First-time Caregiver? You're Not Alone and Hospice Can Help
Taking care of someone who is seriously ill or facing a life-limiting illness can be intimidating, tiring and sometimes frustrating. But your role as a first-time caregiver can also be rewarding if you:
Lean on your hospice team for support, education and hospice-specific care
Follow the advice and suggestions of experienced caregivers
Nearly 40 percent of Americans are providing long-term care to an older family member or friend, according to the Associated Press-NORC Center’s Long-Term Caregiving Poll.1 Caregivers include 59 percent women, 41 percent men, with older caregivers likely to be caring for a parent or spouse, and those under 40 likely to be caring for a grandparent or friend.

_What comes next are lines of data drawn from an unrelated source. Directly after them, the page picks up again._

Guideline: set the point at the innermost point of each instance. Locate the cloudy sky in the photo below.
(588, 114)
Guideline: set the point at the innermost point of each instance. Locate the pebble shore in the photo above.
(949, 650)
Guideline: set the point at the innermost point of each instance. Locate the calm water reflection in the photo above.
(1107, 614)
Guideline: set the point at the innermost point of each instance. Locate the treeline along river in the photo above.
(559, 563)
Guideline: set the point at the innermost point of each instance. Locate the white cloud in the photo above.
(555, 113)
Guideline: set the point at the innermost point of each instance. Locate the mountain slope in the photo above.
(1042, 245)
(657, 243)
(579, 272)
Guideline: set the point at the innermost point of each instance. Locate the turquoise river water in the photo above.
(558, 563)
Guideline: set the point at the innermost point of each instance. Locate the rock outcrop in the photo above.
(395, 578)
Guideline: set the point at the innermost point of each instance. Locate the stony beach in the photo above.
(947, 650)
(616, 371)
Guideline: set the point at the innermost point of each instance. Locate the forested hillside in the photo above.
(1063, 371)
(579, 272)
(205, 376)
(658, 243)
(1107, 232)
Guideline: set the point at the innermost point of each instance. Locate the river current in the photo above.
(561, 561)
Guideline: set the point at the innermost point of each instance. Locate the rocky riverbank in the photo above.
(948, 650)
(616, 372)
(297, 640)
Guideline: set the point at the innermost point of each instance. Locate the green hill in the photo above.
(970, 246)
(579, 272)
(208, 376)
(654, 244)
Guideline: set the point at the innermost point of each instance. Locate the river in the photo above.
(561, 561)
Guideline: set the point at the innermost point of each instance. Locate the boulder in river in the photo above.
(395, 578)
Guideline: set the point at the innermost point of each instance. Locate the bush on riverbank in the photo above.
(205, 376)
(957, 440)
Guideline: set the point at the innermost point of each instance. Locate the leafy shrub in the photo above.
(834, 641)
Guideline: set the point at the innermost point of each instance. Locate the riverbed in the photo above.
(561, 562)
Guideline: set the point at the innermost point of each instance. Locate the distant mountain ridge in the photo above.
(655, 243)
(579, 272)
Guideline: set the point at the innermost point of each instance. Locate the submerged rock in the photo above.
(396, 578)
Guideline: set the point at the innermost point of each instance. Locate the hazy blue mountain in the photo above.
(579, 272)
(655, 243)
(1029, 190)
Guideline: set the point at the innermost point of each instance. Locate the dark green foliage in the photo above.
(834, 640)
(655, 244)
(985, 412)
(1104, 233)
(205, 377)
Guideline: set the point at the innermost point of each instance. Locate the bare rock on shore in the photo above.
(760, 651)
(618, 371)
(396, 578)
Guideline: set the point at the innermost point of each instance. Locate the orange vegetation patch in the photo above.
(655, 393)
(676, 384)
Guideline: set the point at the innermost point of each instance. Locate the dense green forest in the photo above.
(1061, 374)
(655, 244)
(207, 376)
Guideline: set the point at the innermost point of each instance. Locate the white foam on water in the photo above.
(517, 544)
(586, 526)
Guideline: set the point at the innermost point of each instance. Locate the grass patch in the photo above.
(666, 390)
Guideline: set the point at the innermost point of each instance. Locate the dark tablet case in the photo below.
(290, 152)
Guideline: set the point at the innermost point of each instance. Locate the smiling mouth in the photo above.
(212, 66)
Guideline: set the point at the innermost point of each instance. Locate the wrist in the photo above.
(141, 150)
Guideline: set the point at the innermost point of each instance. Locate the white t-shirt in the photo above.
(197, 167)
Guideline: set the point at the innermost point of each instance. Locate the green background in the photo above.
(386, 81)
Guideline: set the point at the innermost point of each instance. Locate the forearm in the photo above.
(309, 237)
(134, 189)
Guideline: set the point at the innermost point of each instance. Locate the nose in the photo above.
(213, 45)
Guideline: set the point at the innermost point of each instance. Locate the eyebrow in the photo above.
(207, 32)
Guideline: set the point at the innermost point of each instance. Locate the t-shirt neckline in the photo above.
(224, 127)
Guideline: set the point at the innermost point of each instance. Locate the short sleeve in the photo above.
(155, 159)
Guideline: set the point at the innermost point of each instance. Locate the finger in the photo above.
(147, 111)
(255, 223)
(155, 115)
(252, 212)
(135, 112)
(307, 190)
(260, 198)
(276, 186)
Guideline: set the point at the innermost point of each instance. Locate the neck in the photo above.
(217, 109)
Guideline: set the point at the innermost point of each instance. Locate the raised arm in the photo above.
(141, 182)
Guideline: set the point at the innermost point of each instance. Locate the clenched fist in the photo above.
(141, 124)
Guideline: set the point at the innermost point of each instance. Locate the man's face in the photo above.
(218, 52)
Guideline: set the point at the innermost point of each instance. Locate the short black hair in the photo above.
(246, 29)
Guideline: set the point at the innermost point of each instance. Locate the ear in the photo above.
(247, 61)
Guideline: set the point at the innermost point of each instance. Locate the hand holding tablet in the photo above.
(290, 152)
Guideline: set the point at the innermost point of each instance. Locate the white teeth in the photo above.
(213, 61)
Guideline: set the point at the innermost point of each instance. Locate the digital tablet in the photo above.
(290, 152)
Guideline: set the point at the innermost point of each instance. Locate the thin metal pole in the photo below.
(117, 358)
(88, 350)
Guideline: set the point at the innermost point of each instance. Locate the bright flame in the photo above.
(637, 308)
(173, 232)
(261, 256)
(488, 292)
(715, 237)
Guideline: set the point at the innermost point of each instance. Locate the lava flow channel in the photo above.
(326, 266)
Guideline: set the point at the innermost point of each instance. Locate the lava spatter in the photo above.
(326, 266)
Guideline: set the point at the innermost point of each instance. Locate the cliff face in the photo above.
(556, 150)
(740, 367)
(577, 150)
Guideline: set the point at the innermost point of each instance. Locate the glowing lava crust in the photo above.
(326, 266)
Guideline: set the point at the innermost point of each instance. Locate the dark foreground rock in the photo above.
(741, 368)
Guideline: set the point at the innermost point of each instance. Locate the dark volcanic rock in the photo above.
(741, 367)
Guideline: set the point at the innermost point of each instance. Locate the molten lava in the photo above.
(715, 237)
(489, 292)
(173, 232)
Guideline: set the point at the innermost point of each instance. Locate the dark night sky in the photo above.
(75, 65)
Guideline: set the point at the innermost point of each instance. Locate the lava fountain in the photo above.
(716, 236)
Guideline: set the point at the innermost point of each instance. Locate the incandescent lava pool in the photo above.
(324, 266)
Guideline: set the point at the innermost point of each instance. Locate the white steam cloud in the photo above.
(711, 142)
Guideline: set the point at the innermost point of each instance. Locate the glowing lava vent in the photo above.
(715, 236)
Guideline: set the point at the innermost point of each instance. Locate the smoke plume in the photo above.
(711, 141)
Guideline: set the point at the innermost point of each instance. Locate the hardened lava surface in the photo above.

Hospice supports patients and their first-time caregivers
If your loved one has a life-limiting illness that qualifies for hospice care, start by calling VITAS to explore the home-based services and benefits that are available to first-time caregivers. Resources range from weekly visits from members of a VITAS hospice medical team (physician, nurse, aide) to home delivery of equipment, supplies and medications related to your loved one’s diagnosis. Most hospice care is provided at home, wherever your loved one calls home.
Explore Medicare benefits for hospice care
The costs of hospice care are fully covered for hospice-eligible patients by Medicare, Medicaid and most private insurance plans. Talk to your love one’s doctor about the requirements for a hospice referral, knowing that primary-care physicians can remain involved in your loved one’s care even after they are receiving hospice services.
The goal of hospice care is to relieve the burden on your terminally ill loved one by addressing pain, managing symptoms and supporting quality of life at the end of life. Hospice also supports caregivers by providing access to a hospice chaplain, social worker, volunteer and bereavement support up to 13 months after a loved one’s death.
The national caregiving poll found that prayer and meditation were common sources of comfort and coping for caregivers, and other strategies and tips from experienced caregivers can help first-time caregivers avoid caregiver burnout.
Just remember that if you’re a first-time caregiver, you’re not alone.